Australia: KPMG comments on draft legislation denying deductions for low-taxed related-party intangibles payments

Draft legislation denying large multinational taxpayers deductions for payments relating to intangibles to related entities

Comments on draft legislation denying deductions for low-taxed related-party intangibles

The government released draft legislation which would deny large multinational taxpayers (with annual global income of AU$1 billion or more) deductions for payments relating to intangibles to related entities in low-corporate-tax jurisdictions (with a corporate income tax rate of less than 15%). Read TaxNewsFlash

The proposal was announced as part of the government’s multinational tax integrity package in the 2022-23 October Budget and is proposed to become effective 1 July 2023.

KPMG comments

The KPMG member firm in Australia submitted comments [PDF 263 KB] in response to the draft legislation, noting concerns with the breadth of the measures as currently drafted. The comments specifically point out that in its current form, the intangibles measure would create double taxation outcomes and departs from internationally agreed principles, and the measure could be narrowed to focus on genuinely low-taxed payments with a tax avoidance purpose.
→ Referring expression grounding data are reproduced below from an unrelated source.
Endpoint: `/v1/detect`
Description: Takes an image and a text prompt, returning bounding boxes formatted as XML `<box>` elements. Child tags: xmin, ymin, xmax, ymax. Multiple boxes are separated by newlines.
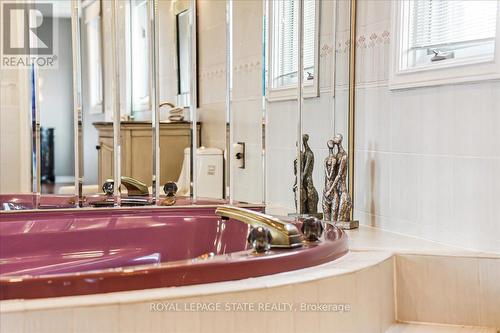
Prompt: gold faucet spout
<box><xmin>159</xmin><ymin>101</ymin><xmax>176</xmax><ymax>109</ymax></box>
<box><xmin>215</xmin><ymin>206</ymin><xmax>303</xmax><ymax>248</ymax></box>
<box><xmin>120</xmin><ymin>176</ymin><xmax>149</xmax><ymax>196</ymax></box>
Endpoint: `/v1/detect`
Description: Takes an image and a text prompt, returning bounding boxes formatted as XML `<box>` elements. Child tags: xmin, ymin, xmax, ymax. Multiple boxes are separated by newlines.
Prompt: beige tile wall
<box><xmin>396</xmin><ymin>254</ymin><xmax>500</xmax><ymax>328</ymax></box>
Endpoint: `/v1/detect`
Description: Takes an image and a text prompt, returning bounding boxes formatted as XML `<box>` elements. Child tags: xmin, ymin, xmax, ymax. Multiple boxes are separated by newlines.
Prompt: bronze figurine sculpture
<box><xmin>322</xmin><ymin>139</ymin><xmax>337</xmax><ymax>221</ymax></box>
<box><xmin>332</xmin><ymin>134</ymin><xmax>351</xmax><ymax>221</ymax></box>
<box><xmin>322</xmin><ymin>134</ymin><xmax>358</xmax><ymax>229</ymax></box>
<box><xmin>293</xmin><ymin>134</ymin><xmax>319</xmax><ymax>215</ymax></box>
<box><xmin>293</xmin><ymin>149</ymin><xmax>307</xmax><ymax>212</ymax></box>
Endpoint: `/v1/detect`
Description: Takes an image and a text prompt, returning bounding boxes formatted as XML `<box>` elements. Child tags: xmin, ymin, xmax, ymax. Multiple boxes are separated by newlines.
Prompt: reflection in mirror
<box><xmin>230</xmin><ymin>0</ymin><xmax>265</xmax><ymax>204</ymax></box>
<box><xmin>79</xmin><ymin>0</ymin><xmax>108</xmax><ymax>200</ymax></box>
<box><xmin>267</xmin><ymin>0</ymin><xmax>319</xmax><ymax>99</ymax></box>
<box><xmin>130</xmin><ymin>0</ymin><xmax>150</xmax><ymax>120</ymax></box>
<box><xmin>333</xmin><ymin>0</ymin><xmax>351</xmax><ymax>144</ymax></box>
<box><xmin>157</xmin><ymin>0</ymin><xmax>201</xmax><ymax>201</ymax></box>
<box><xmin>0</xmin><ymin>17</ymin><xmax>32</xmax><ymax>208</ymax></box>
<box><xmin>264</xmin><ymin>0</ymin><xmax>352</xmax><ymax>216</ymax></box>
<box><xmin>333</xmin><ymin>0</ymin><xmax>354</xmax><ymax>221</ymax></box>
<box><xmin>90</xmin><ymin>0</ymin><xmax>155</xmax><ymax>206</ymax></box>
<box><xmin>195</xmin><ymin>0</ymin><xmax>226</xmax><ymax>201</ymax></box>
<box><xmin>85</xmin><ymin>0</ymin><xmax>200</xmax><ymax>205</ymax></box>
<box><xmin>176</xmin><ymin>8</ymin><xmax>190</xmax><ymax>107</ymax></box>
<box><xmin>299</xmin><ymin>0</ymin><xmax>335</xmax><ymax>217</ymax></box>
<box><xmin>0</xmin><ymin>0</ymin><xmax>352</xmax><ymax>211</ymax></box>
<box><xmin>264</xmin><ymin>0</ymin><xmax>307</xmax><ymax>213</ymax></box>
<box><xmin>37</xmin><ymin>2</ymin><xmax>75</xmax><ymax>200</ymax></box>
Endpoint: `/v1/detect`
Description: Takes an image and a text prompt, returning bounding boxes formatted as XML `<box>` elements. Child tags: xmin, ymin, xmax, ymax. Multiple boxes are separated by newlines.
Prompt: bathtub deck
<box><xmin>1</xmin><ymin>225</ymin><xmax>499</xmax><ymax>333</ymax></box>
<box><xmin>386</xmin><ymin>323</ymin><xmax>497</xmax><ymax>333</ymax></box>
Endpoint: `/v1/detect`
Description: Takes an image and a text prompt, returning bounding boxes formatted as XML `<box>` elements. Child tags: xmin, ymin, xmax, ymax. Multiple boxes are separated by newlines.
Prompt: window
<box><xmin>130</xmin><ymin>0</ymin><xmax>150</xmax><ymax>113</ymax></box>
<box><xmin>268</xmin><ymin>0</ymin><xmax>319</xmax><ymax>101</ymax></box>
<box><xmin>409</xmin><ymin>1</ymin><xmax>497</xmax><ymax>68</ymax></box>
<box><xmin>390</xmin><ymin>0</ymin><xmax>500</xmax><ymax>89</ymax></box>
<box><xmin>176</xmin><ymin>10</ymin><xmax>190</xmax><ymax>103</ymax></box>
<box><xmin>83</xmin><ymin>0</ymin><xmax>103</xmax><ymax>114</ymax></box>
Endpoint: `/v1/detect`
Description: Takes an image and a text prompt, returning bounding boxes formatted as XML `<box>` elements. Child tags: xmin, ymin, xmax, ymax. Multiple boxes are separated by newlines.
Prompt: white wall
<box><xmin>0</xmin><ymin>4</ymin><xmax>32</xmax><ymax>194</ymax></box>
<box><xmin>0</xmin><ymin>68</ymin><xmax>31</xmax><ymax>193</ymax></box>
<box><xmin>353</xmin><ymin>0</ymin><xmax>500</xmax><ymax>253</ymax></box>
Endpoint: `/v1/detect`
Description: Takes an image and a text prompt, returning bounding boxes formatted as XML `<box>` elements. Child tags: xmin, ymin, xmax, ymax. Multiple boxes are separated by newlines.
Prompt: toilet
<box><xmin>176</xmin><ymin>147</ymin><xmax>224</xmax><ymax>199</ymax></box>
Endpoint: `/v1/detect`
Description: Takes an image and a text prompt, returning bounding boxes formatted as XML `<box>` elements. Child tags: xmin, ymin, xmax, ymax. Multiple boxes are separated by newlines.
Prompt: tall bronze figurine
<box><xmin>331</xmin><ymin>134</ymin><xmax>351</xmax><ymax>221</ymax></box>
<box><xmin>293</xmin><ymin>134</ymin><xmax>319</xmax><ymax>215</ymax></box>
<box><xmin>322</xmin><ymin>139</ymin><xmax>337</xmax><ymax>221</ymax></box>
<box><xmin>322</xmin><ymin>134</ymin><xmax>358</xmax><ymax>229</ymax></box>
<box><xmin>293</xmin><ymin>150</ymin><xmax>307</xmax><ymax>212</ymax></box>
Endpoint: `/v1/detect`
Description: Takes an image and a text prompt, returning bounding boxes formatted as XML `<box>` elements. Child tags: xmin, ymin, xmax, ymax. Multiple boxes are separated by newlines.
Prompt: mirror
<box><xmin>86</xmin><ymin>0</ymin><xmax>199</xmax><ymax>204</ymax></box>
<box><xmin>263</xmin><ymin>0</ymin><xmax>354</xmax><ymax>216</ymax></box>
<box><xmin>37</xmin><ymin>1</ymin><xmax>76</xmax><ymax>198</ymax></box>
<box><xmin>229</xmin><ymin>0</ymin><xmax>265</xmax><ymax>204</ymax></box>
<box><xmin>176</xmin><ymin>7</ymin><xmax>191</xmax><ymax>107</ymax></box>
<box><xmin>79</xmin><ymin>0</ymin><xmax>105</xmax><ymax>200</ymax></box>
<box><xmin>0</xmin><ymin>0</ymin><xmax>353</xmax><ymax>211</ymax></box>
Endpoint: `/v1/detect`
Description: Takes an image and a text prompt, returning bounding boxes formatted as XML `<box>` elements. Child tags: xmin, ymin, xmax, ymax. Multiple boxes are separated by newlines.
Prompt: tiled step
<box><xmin>396</xmin><ymin>254</ymin><xmax>500</xmax><ymax>328</ymax></box>
<box><xmin>386</xmin><ymin>322</ymin><xmax>497</xmax><ymax>333</ymax></box>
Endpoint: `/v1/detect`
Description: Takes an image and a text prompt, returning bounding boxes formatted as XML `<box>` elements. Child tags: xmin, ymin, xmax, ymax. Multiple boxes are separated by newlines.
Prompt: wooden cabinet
<box><xmin>94</xmin><ymin>121</ymin><xmax>201</xmax><ymax>187</ymax></box>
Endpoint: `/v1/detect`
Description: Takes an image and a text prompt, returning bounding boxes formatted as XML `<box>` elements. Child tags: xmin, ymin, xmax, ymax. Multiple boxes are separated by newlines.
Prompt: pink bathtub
<box><xmin>0</xmin><ymin>204</ymin><xmax>348</xmax><ymax>300</ymax></box>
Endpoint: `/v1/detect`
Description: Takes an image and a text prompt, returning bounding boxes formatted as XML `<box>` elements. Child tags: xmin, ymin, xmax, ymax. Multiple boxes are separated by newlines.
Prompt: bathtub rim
<box><xmin>0</xmin><ymin>235</ymin><xmax>349</xmax><ymax>300</ymax></box>
<box><xmin>0</xmin><ymin>200</ymin><xmax>265</xmax><ymax>215</ymax></box>
<box><xmin>0</xmin><ymin>212</ymin><xmax>349</xmax><ymax>301</ymax></box>
<box><xmin>0</xmin><ymin>250</ymin><xmax>396</xmax><ymax>315</ymax></box>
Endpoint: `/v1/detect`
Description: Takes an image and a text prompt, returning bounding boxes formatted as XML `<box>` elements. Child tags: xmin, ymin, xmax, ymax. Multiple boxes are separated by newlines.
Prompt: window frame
<box><xmin>389</xmin><ymin>0</ymin><xmax>500</xmax><ymax>90</ymax></box>
<box><xmin>83</xmin><ymin>0</ymin><xmax>104</xmax><ymax>114</ymax></box>
<box><xmin>128</xmin><ymin>0</ymin><xmax>150</xmax><ymax>113</ymax></box>
<box><xmin>267</xmin><ymin>0</ymin><xmax>320</xmax><ymax>102</ymax></box>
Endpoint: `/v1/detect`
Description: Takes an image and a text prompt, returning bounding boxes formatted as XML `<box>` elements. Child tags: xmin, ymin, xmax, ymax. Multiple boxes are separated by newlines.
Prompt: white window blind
<box><xmin>408</xmin><ymin>0</ymin><xmax>498</xmax><ymax>66</ymax></box>
<box><xmin>273</xmin><ymin>0</ymin><xmax>316</xmax><ymax>88</ymax></box>
<box><xmin>130</xmin><ymin>0</ymin><xmax>150</xmax><ymax>112</ymax></box>
<box><xmin>390</xmin><ymin>0</ymin><xmax>500</xmax><ymax>89</ymax></box>
<box><xmin>84</xmin><ymin>0</ymin><xmax>103</xmax><ymax>114</ymax></box>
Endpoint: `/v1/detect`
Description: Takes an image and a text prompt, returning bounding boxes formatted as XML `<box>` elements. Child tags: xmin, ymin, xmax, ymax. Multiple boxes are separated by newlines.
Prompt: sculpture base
<box><xmin>288</xmin><ymin>213</ymin><xmax>324</xmax><ymax>220</ymax></box>
<box><xmin>334</xmin><ymin>220</ymin><xmax>359</xmax><ymax>230</ymax></box>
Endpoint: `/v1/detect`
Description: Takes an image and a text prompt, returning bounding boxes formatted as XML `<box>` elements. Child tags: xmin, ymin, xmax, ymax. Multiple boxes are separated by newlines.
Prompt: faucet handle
<box><xmin>301</xmin><ymin>217</ymin><xmax>324</xmax><ymax>242</ymax></box>
<box><xmin>102</xmin><ymin>179</ymin><xmax>114</xmax><ymax>196</ymax></box>
<box><xmin>102</xmin><ymin>177</ymin><xmax>149</xmax><ymax>197</ymax></box>
<box><xmin>247</xmin><ymin>226</ymin><xmax>273</xmax><ymax>253</ymax></box>
<box><xmin>163</xmin><ymin>181</ymin><xmax>178</xmax><ymax>197</ymax></box>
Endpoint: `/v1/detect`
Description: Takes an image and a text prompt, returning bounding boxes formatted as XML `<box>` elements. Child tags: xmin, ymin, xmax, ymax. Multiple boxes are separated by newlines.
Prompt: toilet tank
<box><xmin>179</xmin><ymin>147</ymin><xmax>224</xmax><ymax>199</ymax></box>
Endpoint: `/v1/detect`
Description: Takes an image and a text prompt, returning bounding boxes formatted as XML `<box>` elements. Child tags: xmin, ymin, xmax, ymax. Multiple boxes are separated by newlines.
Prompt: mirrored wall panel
<box><xmin>78</xmin><ymin>0</ymin><xmax>113</xmax><ymax>203</ymax></box>
<box><xmin>38</xmin><ymin>2</ymin><xmax>76</xmax><ymax>199</ymax></box>
<box><xmin>0</xmin><ymin>0</ymin><xmax>353</xmax><ymax>211</ymax></box>
<box><xmin>263</xmin><ymin>0</ymin><xmax>354</xmax><ymax>216</ymax></box>
<box><xmin>230</xmin><ymin>0</ymin><xmax>265</xmax><ymax>204</ymax></box>
<box><xmin>195</xmin><ymin>0</ymin><xmax>227</xmax><ymax>201</ymax></box>
<box><xmin>299</xmin><ymin>0</ymin><xmax>336</xmax><ymax>218</ymax></box>
<box><xmin>156</xmin><ymin>0</ymin><xmax>201</xmax><ymax>200</ymax></box>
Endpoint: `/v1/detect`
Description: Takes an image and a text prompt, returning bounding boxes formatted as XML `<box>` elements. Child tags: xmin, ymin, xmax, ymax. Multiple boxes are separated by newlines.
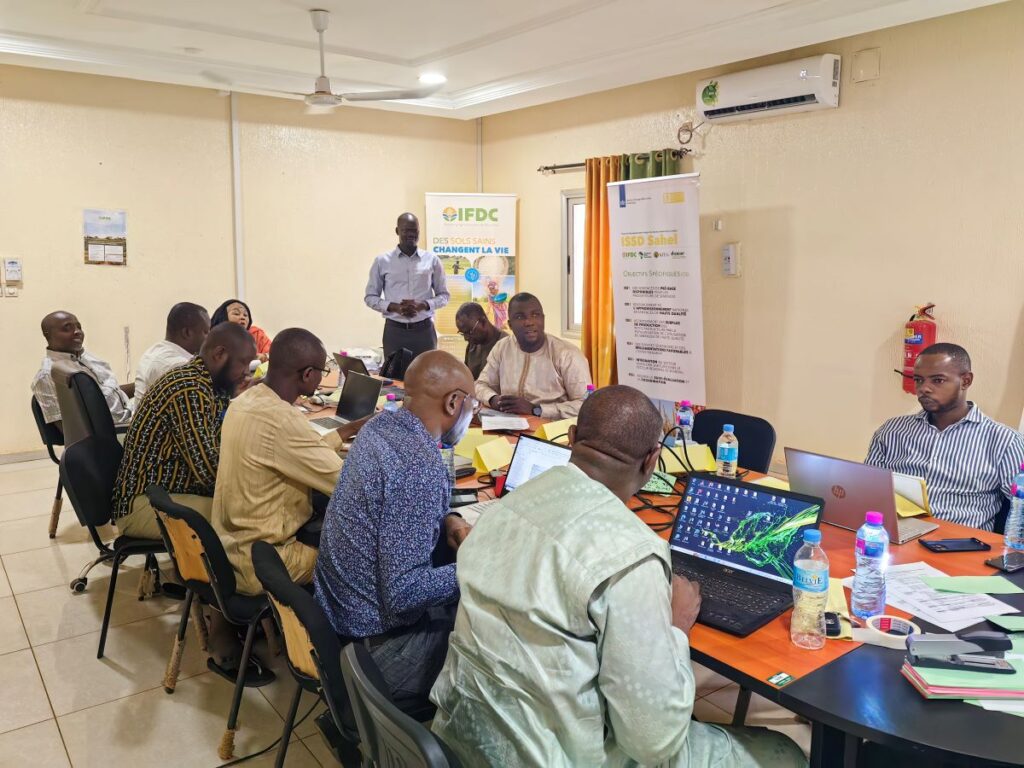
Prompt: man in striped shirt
<box><xmin>112</xmin><ymin>322</ymin><xmax>256</xmax><ymax>540</ymax></box>
<box><xmin>866</xmin><ymin>343</ymin><xmax>1024</xmax><ymax>530</ymax></box>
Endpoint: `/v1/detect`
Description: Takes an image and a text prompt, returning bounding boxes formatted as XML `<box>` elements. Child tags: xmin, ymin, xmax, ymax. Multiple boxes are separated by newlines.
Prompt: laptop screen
<box><xmin>670</xmin><ymin>475</ymin><xmax>823</xmax><ymax>585</ymax></box>
<box><xmin>334</xmin><ymin>354</ymin><xmax>370</xmax><ymax>377</ymax></box>
<box><xmin>336</xmin><ymin>372</ymin><xmax>381</xmax><ymax>421</ymax></box>
<box><xmin>503</xmin><ymin>435</ymin><xmax>572</xmax><ymax>494</ymax></box>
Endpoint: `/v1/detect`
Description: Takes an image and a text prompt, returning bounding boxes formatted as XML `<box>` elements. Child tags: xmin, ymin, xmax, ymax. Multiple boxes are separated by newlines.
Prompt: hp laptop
<box><xmin>455</xmin><ymin>435</ymin><xmax>572</xmax><ymax>522</ymax></box>
<box><xmin>310</xmin><ymin>372</ymin><xmax>382</xmax><ymax>435</ymax></box>
<box><xmin>785</xmin><ymin>447</ymin><xmax>939</xmax><ymax>545</ymax></box>
<box><xmin>333</xmin><ymin>353</ymin><xmax>403</xmax><ymax>398</ymax></box>
<box><xmin>670</xmin><ymin>474</ymin><xmax>824</xmax><ymax>637</ymax></box>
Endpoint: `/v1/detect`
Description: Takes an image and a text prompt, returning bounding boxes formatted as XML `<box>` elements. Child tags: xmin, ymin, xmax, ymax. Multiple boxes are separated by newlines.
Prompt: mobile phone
<box><xmin>986</xmin><ymin>551</ymin><xmax>1024</xmax><ymax>573</ymax></box>
<box><xmin>919</xmin><ymin>537</ymin><xmax>992</xmax><ymax>553</ymax></box>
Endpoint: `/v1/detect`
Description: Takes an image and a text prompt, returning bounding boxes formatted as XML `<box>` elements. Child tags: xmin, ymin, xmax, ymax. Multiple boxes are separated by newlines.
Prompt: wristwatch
<box><xmin>531</xmin><ymin>404</ymin><xmax>542</xmax><ymax>417</ymax></box>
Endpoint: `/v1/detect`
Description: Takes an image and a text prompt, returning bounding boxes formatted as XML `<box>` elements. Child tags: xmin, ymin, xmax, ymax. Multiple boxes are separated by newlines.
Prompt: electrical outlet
<box><xmin>4</xmin><ymin>286</ymin><xmax>19</xmax><ymax>297</ymax></box>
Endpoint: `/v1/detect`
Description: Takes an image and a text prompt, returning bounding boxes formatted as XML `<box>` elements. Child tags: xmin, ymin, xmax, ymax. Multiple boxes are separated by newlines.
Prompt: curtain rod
<box><xmin>537</xmin><ymin>148</ymin><xmax>692</xmax><ymax>175</ymax></box>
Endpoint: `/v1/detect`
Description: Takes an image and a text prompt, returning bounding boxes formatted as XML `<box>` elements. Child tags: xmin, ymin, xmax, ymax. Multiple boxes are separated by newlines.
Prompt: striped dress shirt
<box><xmin>865</xmin><ymin>403</ymin><xmax>1024</xmax><ymax>530</ymax></box>
<box><xmin>112</xmin><ymin>357</ymin><xmax>230</xmax><ymax>520</ymax></box>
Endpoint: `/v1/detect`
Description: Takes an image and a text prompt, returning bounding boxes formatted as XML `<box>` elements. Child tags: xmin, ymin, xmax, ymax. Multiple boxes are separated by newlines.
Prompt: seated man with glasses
<box><xmin>213</xmin><ymin>328</ymin><xmax>366</xmax><ymax>600</ymax></box>
<box><xmin>454</xmin><ymin>301</ymin><xmax>506</xmax><ymax>379</ymax></box>
<box><xmin>315</xmin><ymin>350</ymin><xmax>475</xmax><ymax>716</ymax></box>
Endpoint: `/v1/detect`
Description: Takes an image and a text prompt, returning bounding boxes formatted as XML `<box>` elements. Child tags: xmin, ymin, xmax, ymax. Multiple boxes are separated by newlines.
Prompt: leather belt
<box><xmin>385</xmin><ymin>317</ymin><xmax>432</xmax><ymax>331</ymax></box>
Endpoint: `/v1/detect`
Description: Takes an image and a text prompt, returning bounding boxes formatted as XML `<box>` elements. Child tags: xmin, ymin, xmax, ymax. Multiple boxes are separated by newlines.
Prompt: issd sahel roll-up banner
<box><xmin>606</xmin><ymin>174</ymin><xmax>706</xmax><ymax>404</ymax></box>
<box><xmin>425</xmin><ymin>193</ymin><xmax>518</xmax><ymax>336</ymax></box>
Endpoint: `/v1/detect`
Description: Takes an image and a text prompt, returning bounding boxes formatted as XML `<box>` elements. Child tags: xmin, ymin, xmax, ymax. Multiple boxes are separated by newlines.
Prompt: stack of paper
<box><xmin>480</xmin><ymin>415</ymin><xmax>530</xmax><ymax>432</ymax></box>
<box><xmin>902</xmin><ymin>658</ymin><xmax>1024</xmax><ymax>700</ymax></box>
<box><xmin>841</xmin><ymin>562</ymin><xmax>1017</xmax><ymax>632</ymax></box>
<box><xmin>893</xmin><ymin>472</ymin><xmax>930</xmax><ymax>518</ymax></box>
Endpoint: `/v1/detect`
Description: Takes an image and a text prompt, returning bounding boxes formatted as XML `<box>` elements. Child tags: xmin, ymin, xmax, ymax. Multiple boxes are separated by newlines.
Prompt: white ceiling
<box><xmin>0</xmin><ymin>0</ymin><xmax>1008</xmax><ymax>119</ymax></box>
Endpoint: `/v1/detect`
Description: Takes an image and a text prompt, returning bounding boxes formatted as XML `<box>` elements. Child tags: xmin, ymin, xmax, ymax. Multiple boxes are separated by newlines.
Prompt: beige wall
<box><xmin>482</xmin><ymin>0</ymin><xmax>1024</xmax><ymax>465</ymax></box>
<box><xmin>0</xmin><ymin>65</ymin><xmax>236</xmax><ymax>455</ymax></box>
<box><xmin>0</xmin><ymin>67</ymin><xmax>476</xmax><ymax>455</ymax></box>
In particular, the comments include the following key themes:

  • The measure operates outside and without regard to the Pillar Two global minimum tax internationally agreed framework, which can result in the denial of deductions for payments that are already subject to Pillar Two top-up taxes to 15%. It is therefore necessary for the measure to recognize and give priority to the application of Pillar Two and address double tax outcomes. Multinational enterprises or jurisdictions that are subject to Pillar Two or a domestic minimum tax could be carved out. Alternatively, Pillar Two and domestic minimum top-up taxes must be accounted for in the determination of a low-corporate-tax jurisdiction.
  • Given the intent to target multinational groups that avoid income tax through the structuring of their arrangements, it would be advisable that the rules include a principal purpose test or economic substance exception. If not, the rules would unfairly affect groups in situations when there are bona fide arrangements with no BEPS motives. If a principal purpose test or economic substance exception is not included in the measure, the measure must include a specific carve-out when the intangible is located in the parent company jurisdiction.
  • The drafting of the low-corporate-tax jurisdiction test must be reconsidered as it does not achieve its intention as a “headline” tax rate test and its operation is unclear. To provide certainty, a list of foreign jurisdictions in the scope of these rules must be published and maintained.
  • The exploiting intangible assets test must be restricted so that routine activities not connected with a global group’s core set of intangibles do not fall within the scope of this measure.
  • A number of these concerns could be rectified by adopting the legislative design of the existing hybrid mismatch financing rule, supplemented by an explicit carve-out for multinational enterprises subject to Pillar Two.